The program, called ALICE, is a training program designed to prepare students and staff in the event of an active shooter in the building. It has been taught at about 4,200 U.S. public schools. “Most of our students here shouldn’t have to worry about these things, Taffee said. His wife is a teacher and he said he never imagined a day he’d have to worry about the safety of her or their kids at schools. “Those days are gone.”
Board Vice President Ryan Ledlow had suggested bringing the program to Schoolcraft after he went through the training at Portage schools. “Having gone through it, it’s a really good program,” Ledlow said. “The training was phenomenal for the staff.”
ALICE is an acronym for alert, lockdown, inform, counter and evacuate, the steps that can be taken in the event of an armed intruder into the school, though not necessarily in that order.
“Hopefully you never have to get close to using them,” Taffee said. But the actions have been shown by research to make such situations more survivable. Evacuation is the preferred option and it’s fairly simple. The children are taught to run as fast and as far away as they can.

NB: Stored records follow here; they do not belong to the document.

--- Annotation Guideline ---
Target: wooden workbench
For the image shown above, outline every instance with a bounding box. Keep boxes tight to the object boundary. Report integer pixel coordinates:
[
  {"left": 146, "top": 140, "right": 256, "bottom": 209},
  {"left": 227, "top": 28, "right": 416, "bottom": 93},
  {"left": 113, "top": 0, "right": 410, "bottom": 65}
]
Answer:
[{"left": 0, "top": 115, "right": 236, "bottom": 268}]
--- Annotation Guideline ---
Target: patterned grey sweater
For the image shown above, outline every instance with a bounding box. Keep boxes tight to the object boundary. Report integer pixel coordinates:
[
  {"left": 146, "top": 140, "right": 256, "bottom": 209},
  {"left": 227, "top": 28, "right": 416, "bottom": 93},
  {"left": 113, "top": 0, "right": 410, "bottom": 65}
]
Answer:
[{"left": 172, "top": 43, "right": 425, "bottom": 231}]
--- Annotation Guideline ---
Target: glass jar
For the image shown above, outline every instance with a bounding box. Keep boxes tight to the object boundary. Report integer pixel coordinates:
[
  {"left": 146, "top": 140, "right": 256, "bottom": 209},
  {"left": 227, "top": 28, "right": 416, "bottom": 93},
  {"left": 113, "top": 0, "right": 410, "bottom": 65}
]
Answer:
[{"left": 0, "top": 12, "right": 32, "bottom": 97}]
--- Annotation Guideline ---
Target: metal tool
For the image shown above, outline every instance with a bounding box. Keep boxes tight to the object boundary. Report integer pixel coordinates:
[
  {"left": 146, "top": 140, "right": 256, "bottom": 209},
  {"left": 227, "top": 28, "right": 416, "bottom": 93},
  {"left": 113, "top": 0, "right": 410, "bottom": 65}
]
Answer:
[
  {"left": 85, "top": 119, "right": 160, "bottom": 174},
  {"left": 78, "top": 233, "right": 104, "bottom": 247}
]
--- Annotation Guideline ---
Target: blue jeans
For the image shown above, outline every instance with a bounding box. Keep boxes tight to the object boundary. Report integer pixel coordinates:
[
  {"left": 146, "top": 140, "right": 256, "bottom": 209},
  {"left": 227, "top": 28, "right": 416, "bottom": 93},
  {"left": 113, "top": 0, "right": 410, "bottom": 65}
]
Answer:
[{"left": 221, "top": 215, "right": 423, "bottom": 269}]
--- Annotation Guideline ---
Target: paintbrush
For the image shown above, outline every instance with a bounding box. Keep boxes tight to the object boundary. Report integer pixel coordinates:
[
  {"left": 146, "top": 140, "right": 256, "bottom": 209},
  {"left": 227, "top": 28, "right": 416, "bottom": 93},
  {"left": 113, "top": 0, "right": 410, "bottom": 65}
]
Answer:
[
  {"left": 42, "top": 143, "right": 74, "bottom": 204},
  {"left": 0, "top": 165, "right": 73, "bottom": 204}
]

Options like lockdown teach students and staff to lock and barricade doors to prevent the intruder from entering. Counter is a last resort. Taffee stressed that this portion does not teach fighting. Instead, it teaches distraction techniques that can interrupt and disrupt a shooter.
He said the simple act of throwing something across a shooter’s view could distract them long enough to give time for people to escape.
Training is taken to an even more intense level for staff members. In a drill, a police officer begins the scenario by shooting blanks outside the building. Inside the building, a participant uses an airsoft gun to fire slow-moving pellets.
It sounds extreme. but Taffee said it helps empower people and helps them understand how they will react under the stress. He also said teachers can opt out of this scenario, noting that If they’re frightened, they won’t learn anything.
He compared it to any kind of emergency preparedness. “It’s like practicing at home for a fire,” Taffee said. “The more you do it, the easier it gets, the more efficient it gets.”
Ledlow said the training got him thinking about things he hadn’t considered before, such as what to do after barricading a door. “It brings a larger sense of comfort to know there are some options and you’re increasing survival,” he said.
The program isn’t the only thing that can be done to make things safer. Taffee said simple policy changes like locking classroom doors can immediately make the schools safer.
Superintendent Rusty Stitt said an informational meeting will be scheduled in the future so parents can ask questions. “We believe this is the right approach as we move forward,” he said.